Monsieur David F. affirme avoir utilisé une enveloppe SOLEAU pour déposer le 04 Février 2011, un dessin et modèle à l'INPI n° 20110611 pour protéger sa litière de la contrefaçon.

Faute de renouvellement, ce dessin et modèle est expiré.

Le premier juge a fait une juste analyse des faits de la cause, appliqué à l'espèce les règles de droit qui s'imposaient et pertinemment répondu aux moyens des parties pour la plupart repris en appel, en retenant que la création de la niche-litière 'POOPOOPEEDO' était une oeuvre de collaboration, qui avait fait l'objet en novembre 2013, d'un partage de propriété sur le dessin et modèle déposé par Monsieur David F. en 2011, par parts égales entre lui-même, Olivier H. et Stéphanie H. qui lui interdisait de se prévaloir d'un droit de propriété exclusif sur l'oeuvre.

À ces justes et pertinents motifs que la Cour adopte, il convient seulement d'ajouter que Monsieur David F. a produit à hauteur de Cour en annexe 8, le contrat de cession de quotes-parts de dessin et modèle conclu le 28 Novembre 2013, entre lui-même, Olivier H. et Stéphanie H. concernant le dessin et modèle déposé à l'INPI sous le n°20110611.

En conséquence, la décision entreprise sera confirmée.

Succombant, Monsieur David F. sera condamné aux entiers dépens et sa demande présentée au titre des dispositions de l'article 700 du code de procédure civile sera rejetée.

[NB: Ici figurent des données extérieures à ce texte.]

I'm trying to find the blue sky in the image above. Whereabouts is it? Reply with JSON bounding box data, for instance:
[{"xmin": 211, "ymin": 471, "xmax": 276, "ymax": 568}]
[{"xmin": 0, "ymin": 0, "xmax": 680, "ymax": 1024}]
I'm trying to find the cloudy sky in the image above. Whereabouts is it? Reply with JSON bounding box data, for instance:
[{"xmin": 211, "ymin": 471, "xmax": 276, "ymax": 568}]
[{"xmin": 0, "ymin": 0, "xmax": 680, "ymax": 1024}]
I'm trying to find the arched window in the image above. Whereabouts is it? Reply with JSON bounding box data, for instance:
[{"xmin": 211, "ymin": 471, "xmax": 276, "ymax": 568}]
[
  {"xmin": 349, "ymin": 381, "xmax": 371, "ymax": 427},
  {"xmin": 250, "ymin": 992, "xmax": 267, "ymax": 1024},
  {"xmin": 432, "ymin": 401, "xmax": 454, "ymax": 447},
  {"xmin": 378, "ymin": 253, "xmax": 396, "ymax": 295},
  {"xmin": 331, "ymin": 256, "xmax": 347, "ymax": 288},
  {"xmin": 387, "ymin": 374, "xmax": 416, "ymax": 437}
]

L'équité commande l'application des dispositions de l'article 700 du code de procédure civile au profit de la SAS SINDESIGN.

P A R C E S M O T I F S

La Cour,

Déclare irrecevables comme nouvelles les demandes présentées par Monsieur David F. fondées sur la concurrence déloyale,

Confirme en toutes ses dispositions, le jugement rendu le 21 Janvier 2020, par le Tribunal Judiciaire de Strasbourg,

Condamne Monsieur David F. aux entiers dépens,

Condamne Monsieur David F. à verser à la SAS SINDESIGN la somme de 2 000 € sur le fondement de l'article 700 du code de procédure civile,

Rejette la demande de Monsieur David F. fondée sur l'article 700 du code de procédure civile.